Hacker News new | ask | show | jobs
by dagw 4764 days ago
What's really depressing is I've had that happen when ordering from a Swedish company. I can kind of understand that US companies get it wrong, but when a company can't deal with all the letters in the alphabet of the country it's based in you know something is fucked.
1 comments

One of the issues is actually that web browsers can have inconsistent encoding of the data they send, and depending on the amount of testing (across browsers) done that can yield surprises.
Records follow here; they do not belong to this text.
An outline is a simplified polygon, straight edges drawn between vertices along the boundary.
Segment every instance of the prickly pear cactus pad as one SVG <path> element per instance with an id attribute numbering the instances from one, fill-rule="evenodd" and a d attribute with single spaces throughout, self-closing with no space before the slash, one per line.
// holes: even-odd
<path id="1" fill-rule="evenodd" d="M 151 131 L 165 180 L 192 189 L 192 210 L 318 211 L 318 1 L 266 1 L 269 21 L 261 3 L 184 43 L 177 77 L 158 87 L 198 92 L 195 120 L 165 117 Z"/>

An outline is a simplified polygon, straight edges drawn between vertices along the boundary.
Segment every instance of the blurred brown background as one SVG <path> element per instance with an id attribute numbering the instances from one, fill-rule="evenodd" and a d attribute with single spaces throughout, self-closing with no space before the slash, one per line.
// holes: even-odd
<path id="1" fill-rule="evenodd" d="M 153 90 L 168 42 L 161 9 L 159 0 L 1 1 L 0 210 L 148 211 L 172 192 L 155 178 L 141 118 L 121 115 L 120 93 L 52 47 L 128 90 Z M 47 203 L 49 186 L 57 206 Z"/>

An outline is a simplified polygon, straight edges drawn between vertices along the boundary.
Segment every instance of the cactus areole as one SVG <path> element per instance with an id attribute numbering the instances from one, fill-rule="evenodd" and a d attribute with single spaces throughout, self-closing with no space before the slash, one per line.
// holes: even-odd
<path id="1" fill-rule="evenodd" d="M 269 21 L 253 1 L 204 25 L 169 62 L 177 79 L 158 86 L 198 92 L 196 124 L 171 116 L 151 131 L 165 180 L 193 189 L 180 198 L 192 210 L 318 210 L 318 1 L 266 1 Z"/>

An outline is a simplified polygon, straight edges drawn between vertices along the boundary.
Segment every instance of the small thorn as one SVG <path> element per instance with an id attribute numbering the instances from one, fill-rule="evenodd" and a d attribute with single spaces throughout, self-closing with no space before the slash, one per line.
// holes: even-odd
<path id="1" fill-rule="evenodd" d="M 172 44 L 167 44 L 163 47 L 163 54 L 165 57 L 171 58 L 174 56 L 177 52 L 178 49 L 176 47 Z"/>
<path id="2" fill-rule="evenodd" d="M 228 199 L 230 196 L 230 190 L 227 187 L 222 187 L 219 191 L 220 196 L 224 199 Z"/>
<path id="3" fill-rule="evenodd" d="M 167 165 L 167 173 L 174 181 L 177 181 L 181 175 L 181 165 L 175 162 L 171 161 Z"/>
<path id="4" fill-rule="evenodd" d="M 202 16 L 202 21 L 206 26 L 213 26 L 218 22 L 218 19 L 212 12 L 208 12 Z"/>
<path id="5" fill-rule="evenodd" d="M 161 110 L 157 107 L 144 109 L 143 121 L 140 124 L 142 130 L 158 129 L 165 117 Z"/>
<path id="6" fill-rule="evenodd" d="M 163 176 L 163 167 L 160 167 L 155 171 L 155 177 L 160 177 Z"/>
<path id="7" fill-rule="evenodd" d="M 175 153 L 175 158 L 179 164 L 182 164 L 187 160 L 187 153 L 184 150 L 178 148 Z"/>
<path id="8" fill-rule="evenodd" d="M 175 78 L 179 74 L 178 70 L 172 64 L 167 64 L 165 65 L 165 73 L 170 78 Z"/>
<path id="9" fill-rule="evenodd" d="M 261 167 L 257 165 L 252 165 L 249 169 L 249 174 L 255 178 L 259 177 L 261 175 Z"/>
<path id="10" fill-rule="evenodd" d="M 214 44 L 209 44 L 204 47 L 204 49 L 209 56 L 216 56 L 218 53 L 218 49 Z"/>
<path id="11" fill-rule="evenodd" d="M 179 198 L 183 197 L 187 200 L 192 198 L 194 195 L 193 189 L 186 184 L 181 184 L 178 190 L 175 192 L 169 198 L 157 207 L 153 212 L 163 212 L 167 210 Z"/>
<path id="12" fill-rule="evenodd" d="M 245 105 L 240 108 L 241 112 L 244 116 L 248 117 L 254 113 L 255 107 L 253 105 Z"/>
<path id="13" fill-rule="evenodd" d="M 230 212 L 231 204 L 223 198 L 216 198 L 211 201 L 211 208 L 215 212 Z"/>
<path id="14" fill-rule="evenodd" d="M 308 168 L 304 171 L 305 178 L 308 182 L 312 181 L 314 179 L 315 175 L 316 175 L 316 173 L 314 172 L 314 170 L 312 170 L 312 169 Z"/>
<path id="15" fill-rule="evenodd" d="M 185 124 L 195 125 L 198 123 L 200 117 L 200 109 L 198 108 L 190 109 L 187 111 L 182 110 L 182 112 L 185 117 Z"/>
For instance, the "unicode snowman" is because MSIE 5-8 will refuse to send a form as UTF-8 (completely ignoring `accept-charset`) if it can encode everything to Latin-1. Conversedly, most browsers will default to UTF-8 (but I believe normalization may vary). If the system was built in the early 00s and only tested in MSIE, it might well expect all input data as latin-1 (because that seemed to work at the time) and crap out when UTF-8 comes in.

What does "unicode snowman" have to do with this?
Some websites now will include a hidden input field in all forms <input type="hidden" name="snowman" value-"&#9731" />

to convince IE that it's supposed to be sending UTF-8, not latin1 (And so the site can recognize if the input was likely mangled.

It's built into Rails, except they use utf8=✓ now.